We have a number of long-term prospective outcome studies underway researching various types of total joint replacements.

National Joint Replacement Register 

Our department is responsible for the National Joint Replacement Register.

The New Zealand National Joint Register was established by the NZ Orthopaedic Association to record technical information about total hip and knee surgery performed in New Zealand.

The Register began as a pilot study in Christchurch in April 1998, and by April 1999 was nationwide.

The Register expanded in January 2000 to include all total shoulder, elbow and ankle procedures, as well as unicompartmental knees.

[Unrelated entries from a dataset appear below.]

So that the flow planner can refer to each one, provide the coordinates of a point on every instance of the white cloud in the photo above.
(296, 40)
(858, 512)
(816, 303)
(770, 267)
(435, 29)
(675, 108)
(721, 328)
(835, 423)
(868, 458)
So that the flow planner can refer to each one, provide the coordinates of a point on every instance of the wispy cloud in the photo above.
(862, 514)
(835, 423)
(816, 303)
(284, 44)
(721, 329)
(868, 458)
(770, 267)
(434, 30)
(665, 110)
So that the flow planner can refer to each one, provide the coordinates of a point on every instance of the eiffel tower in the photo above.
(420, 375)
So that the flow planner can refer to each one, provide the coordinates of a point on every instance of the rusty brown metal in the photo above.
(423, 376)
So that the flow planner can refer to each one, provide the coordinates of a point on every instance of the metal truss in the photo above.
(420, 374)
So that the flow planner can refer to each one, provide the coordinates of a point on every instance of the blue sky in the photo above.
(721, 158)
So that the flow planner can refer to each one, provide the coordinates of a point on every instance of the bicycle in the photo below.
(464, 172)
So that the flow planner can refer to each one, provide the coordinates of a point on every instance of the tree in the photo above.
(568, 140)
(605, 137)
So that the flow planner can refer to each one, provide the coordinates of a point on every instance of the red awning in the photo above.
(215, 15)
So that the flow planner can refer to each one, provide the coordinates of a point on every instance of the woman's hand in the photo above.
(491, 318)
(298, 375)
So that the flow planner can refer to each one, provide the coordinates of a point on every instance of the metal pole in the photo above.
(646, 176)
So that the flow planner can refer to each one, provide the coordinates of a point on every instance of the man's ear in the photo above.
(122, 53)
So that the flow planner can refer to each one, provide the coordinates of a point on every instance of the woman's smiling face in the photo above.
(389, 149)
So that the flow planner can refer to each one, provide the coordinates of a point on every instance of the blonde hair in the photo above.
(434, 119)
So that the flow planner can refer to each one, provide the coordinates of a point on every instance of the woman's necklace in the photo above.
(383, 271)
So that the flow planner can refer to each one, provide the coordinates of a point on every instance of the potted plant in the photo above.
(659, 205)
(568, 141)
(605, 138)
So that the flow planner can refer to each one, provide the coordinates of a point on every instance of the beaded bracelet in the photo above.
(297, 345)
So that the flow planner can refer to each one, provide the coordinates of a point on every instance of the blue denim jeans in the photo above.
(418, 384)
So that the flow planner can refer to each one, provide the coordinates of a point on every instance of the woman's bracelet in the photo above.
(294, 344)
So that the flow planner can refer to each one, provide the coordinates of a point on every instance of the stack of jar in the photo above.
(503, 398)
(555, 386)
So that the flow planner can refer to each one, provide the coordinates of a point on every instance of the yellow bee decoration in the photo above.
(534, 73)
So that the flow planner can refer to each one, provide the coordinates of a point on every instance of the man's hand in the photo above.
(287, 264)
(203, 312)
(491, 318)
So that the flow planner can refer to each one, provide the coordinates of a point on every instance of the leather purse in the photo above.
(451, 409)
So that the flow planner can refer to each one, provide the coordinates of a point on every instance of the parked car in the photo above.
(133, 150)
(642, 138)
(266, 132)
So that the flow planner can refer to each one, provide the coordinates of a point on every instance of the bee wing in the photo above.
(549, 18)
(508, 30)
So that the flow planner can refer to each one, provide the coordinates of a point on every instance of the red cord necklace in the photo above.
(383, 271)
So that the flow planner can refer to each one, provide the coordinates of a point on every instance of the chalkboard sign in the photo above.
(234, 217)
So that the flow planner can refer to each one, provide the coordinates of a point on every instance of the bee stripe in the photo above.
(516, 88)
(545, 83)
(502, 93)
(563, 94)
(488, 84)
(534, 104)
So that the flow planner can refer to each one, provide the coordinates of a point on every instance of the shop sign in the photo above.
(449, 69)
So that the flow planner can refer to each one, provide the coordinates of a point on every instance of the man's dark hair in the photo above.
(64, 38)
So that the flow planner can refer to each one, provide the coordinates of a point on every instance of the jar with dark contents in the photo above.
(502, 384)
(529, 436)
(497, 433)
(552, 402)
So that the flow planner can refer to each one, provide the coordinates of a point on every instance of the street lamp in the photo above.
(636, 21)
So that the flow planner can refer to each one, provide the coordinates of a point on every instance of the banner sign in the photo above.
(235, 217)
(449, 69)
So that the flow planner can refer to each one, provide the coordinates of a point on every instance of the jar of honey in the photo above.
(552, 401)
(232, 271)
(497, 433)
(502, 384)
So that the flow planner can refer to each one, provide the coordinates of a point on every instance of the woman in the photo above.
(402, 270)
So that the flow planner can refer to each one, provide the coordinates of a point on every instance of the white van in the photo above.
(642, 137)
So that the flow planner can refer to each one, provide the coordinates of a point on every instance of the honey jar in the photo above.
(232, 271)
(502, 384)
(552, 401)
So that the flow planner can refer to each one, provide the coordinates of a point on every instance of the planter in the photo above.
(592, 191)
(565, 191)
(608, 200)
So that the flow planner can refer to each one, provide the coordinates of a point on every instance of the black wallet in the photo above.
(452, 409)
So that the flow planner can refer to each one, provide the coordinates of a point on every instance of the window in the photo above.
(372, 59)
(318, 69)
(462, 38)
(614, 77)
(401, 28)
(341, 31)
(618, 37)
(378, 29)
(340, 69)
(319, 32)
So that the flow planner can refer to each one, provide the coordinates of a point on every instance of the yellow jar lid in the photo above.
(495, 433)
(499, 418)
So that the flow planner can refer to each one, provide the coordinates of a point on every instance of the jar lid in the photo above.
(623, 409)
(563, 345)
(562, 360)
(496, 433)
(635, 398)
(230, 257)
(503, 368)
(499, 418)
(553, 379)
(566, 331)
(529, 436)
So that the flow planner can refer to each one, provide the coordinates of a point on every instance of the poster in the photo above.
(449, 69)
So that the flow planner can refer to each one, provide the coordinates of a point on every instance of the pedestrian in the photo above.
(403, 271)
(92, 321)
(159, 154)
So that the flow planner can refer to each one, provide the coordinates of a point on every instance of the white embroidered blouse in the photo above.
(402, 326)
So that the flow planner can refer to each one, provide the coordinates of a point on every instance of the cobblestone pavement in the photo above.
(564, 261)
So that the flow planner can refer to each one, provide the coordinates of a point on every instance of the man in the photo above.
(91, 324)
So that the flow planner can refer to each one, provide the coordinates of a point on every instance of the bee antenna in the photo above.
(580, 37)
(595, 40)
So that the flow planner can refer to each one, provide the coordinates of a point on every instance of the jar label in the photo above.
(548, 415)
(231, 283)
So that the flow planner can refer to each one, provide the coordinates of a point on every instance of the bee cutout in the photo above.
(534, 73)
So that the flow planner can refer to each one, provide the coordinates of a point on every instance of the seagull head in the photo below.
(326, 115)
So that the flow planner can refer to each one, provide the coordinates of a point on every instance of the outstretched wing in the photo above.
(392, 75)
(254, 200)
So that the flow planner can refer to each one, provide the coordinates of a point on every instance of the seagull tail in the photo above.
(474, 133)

More detailed information is available on the National Joint Register website

Reconstructive upper limb surgery for tetraplegia

Reconstructive surgery for tetraplegia has been carried out at the Spinal Injuries Unit Burwood Hospital since 1982.

The Unit is now one of the leaders in the world, not only for the surgery itself but also for outcome studies including the development of new surgical procedures and research programmes.

These include: 

  • Development of a device for accurate measurement of joint torque
  • Changes in tendon length during postsurgical rehabilitation
  • Patterns of shoulder motion
  • Wheelchair kinematics

Strong collaboration research programmes have been developed with the Department of Engineering, at the University of Canterbury.